Startups in Asia: change has come, and it’s never going to be the same

Asia Leaders Summit Paul Srivorakul

L-R: Fritz Demopoulos, co-founder and former CEO of Qunar; Paul Srivorakul, co-founder and executive chairman of Ardent Capital; Ryu Kawano Suliawan, co-founder and CEO of PT. Midtrans; Shin Takamiya, partner and CSO of Globis Capital Partners; Sam Kaneda, founder and CEO of Yo-ren

Tech entrepreneurship in Asia has undergone a sea change in the past half decade. While Silicon Valley has remained a barometer for the rest in terms of building a sustainable culture of innovation, Asia is closing the gap.

At the recent Asia Leaders Summit in Singapore, a panel of entrepreneurs and investors talked about the state of the tech startup scene in the region, what the differences are between countries and across time, and how the different companies have strategized their expansion.

China is still big, but it might have trouble globalizing

Fritz Demopoulos, co-founder and former CEO of Qunar (QUNR), a travel search site in which Baidu now has a 58.8 percent stake, says that if a startup is big in China, it’s big globally.
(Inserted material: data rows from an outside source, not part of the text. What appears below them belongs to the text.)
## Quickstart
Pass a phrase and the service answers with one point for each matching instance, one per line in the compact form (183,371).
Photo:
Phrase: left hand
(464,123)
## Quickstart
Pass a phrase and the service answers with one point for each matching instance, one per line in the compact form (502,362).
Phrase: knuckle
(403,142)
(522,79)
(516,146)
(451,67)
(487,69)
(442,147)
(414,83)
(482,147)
Like the United States, China is a great anchor market. Many large Chinese companies aren’t expanding outside of China rapidly because investors get rewarded just for investing in the country. A company with US$10 million in revenue out of China would be worth US$200 million in valuation, he says.

Chinese startups also get some “unfair advantages”. Besides being able to raise a lot more money than startups in neighboring countries, these companies also have access to talent that’s not just cheap but plentiful.

“The significant engineering resources mean that at a company you can easily have hundreds of engineers working on a problem,” he says. That explains why Chinese companies tend to prefer building their own products to partnerships or acquisitions.

But China isn’t the same as it was in 2005, when Qunar started. The market for one is getting saturated, and returns-on-investment are shrinking.

Chinese companies are well aware of this. Tencent is bringing WeChat abroad, while Xiaomi is taking its smartphones to Greater China and Southeast Asia. But some challenges might hold these firms back.

Sam Kaneda, founder and CEO of marketing company Yo-ren, says that China’s domestic competitiveness could affect its global expansion plans.

“Their anchor market is too big, so local competitors may catch up easily,” he says. As such, any disruption at home could cause the company to devote attention back to defend its home court, taking energy away from expansion efforts.

These things won’t happen to Japanese chat app Line, which faces a much tamer domestic market.

For the rest of Asia, the story is different

China’s scale dwarfs even large countries like South Korea, Japan, and Indonesia. So when startups from these countries globalize, their strategies may differ.

Shin Takamiya, partner at Globis Capital Partners, says that startups have to choose between addressing the flat global market, tackling the region, or opting exclusively for local markets. The route companies choose depends on the nature of their businesses and the size of the markets.

Paul Srivorakul, co-founder and executive chairman of Ardent Capital, says that he prefers to opt for hyperlocal strategies which involve building businesses that Google and the likes can’t match. It’s a playbook he has followed with his various startups: daily deals site Ensogo, Admax Network, and his latest venture, e-commerce services provider aCommerce.

“As you expand across the region, every market you add is like a multiple. And not just from a funding perspective,” he says. “Each country you expand into adds value to your overall business and your customers. There’s a network effect.”

Doing a startup in Asia, however, may be a matter of biding time, especially if the founder has grand plans but a localized business model.

Ryu Suliawan, co-founder and CEO of Indonesian payment processing company Midtrans, says that while his country is growing into a powerhouse, he will wait until Asia becomes global.

“Instead of globalizing, I’ll let globality come to Asia,” he says.

Ex-Rocket guys and senior executives are flooding the talent market

Startup talent is typically hard to find. But a couple of recent trends have made this less of an issue: the influx of senior executives and ex-Rocket Internet employees into the startup scene.

Ardent Capital’s Srivorakul says that he is seeing more senior staff from big tech companies like Microsoft and Google leave the fold to join the startup world. Although many startups fail due to the founders’ lack of management skills, older talents bring with them a wealth of contacts and leadership abilities.

Rocket Internet‘s arrival into e-commerce has upped the game for startups in the space. While it has been derided for blatant copying and slave-driving practices, he contends that it has actually turned out to be a good thing.

Zalora and Lazada‘s expansive marketing budgets mean that consumers are fast gaining awareness about online shopping, resulting in startups riding on their coattails to get faster adoption from shoppers.

“A lot of our guys are ex-Rocket refugees. It bewilders me why there’s so much churn, but Rocket does provide their employees a lot of exposure to e-commerce.,” he says.